"What Good Newes from Barbary?" Nascent Capitalism, North-Africans and the Construction of English Identity in Thomas Heywood's Drama

  1. Jesús López-Peláez Casellas
Revista:
Atlantis: Revista de la Asociación Española de Estudios Anglo-Norteamericanos

ISSN: 0210-6124

Año de publicación: 2007

Volumen: 29

Número: 1

Páginas: 123-140

Tipo: Artículo

Otras publicaciones en: Atlantis: Revista de la Asociación Española de Estudios Anglo-Norteamericanos

Resumen

During the late sixteenth and early seventeenth centuries England experienced an epistemological transition that entailed the construction of a still precarious identity. This process involved the adoption of a new economy (nascent capitalism) and the shaping of a proto- racialist project of exclusion, which was mainly addressed towards the Muslim Other.

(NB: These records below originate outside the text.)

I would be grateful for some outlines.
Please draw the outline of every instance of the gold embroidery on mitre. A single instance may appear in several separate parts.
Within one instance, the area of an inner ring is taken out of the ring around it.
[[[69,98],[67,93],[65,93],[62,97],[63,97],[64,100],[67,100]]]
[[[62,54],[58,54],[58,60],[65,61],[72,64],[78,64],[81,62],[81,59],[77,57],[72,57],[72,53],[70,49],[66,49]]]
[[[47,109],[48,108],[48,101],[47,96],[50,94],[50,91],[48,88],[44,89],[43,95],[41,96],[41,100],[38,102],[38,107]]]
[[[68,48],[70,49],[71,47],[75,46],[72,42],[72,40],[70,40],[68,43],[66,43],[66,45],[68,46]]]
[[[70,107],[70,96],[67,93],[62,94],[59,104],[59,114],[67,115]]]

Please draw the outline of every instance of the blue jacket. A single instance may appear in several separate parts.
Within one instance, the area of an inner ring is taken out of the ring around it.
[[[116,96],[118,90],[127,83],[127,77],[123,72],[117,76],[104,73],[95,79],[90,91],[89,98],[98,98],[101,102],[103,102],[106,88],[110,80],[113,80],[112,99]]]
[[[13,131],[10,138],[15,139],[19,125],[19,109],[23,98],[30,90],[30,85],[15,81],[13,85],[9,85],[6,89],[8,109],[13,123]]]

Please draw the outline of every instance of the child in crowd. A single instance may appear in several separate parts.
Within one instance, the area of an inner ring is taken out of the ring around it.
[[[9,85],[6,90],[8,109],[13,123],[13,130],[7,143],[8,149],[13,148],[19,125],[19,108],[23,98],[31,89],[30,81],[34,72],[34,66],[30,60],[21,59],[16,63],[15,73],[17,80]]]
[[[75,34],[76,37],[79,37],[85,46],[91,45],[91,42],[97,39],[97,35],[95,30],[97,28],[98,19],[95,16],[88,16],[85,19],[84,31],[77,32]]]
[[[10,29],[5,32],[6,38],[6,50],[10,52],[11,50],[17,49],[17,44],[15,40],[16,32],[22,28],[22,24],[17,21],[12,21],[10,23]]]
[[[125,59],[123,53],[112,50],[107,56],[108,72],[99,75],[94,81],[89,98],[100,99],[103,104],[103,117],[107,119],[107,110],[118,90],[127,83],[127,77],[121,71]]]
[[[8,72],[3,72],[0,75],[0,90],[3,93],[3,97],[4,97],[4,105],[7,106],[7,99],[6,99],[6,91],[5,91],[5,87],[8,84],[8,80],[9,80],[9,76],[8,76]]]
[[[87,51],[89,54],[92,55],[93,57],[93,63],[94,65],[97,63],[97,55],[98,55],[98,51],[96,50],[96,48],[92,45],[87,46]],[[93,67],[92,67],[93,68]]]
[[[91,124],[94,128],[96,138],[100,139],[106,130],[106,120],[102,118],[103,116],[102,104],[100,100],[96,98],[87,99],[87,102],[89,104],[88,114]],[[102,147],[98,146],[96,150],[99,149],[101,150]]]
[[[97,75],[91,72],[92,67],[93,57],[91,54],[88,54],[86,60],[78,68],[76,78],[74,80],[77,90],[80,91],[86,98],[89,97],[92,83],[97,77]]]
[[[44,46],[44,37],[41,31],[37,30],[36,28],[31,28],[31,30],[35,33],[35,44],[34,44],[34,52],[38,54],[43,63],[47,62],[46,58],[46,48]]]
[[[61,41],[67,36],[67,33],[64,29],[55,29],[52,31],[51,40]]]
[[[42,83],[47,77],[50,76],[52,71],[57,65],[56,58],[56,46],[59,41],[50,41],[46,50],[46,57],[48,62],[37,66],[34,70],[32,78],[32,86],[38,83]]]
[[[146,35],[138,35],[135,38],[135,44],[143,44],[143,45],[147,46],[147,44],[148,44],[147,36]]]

In this paper I will show how a corpus of four plays by the Elizabethan playwright Thomas Heywood problematizes this project by simultaneously reinforcing and interrogating it: I will suggest that whereas the new economy is apparently privileged and celebrated and Islam still appears to be approached without racialist assumptions, the plays develop some strategies that nostalgically question nascent capitalism and its consequences, as much as they start to display a process of racial stereotyping towards North-African Muslims. The four plays studied are Parts 1 and 2 of The Fair Maid of the West (ca. 1599-1603 and 1625-1630) and If You Know Not Me, You Know Nobody (Parts 1 and 2) (ca. 1604 and ca. 1605). In order to explore these texts, and to define how the plays engage with these processes, I will employ Juri Lotman's cultural semiotic notion of the semiosphere.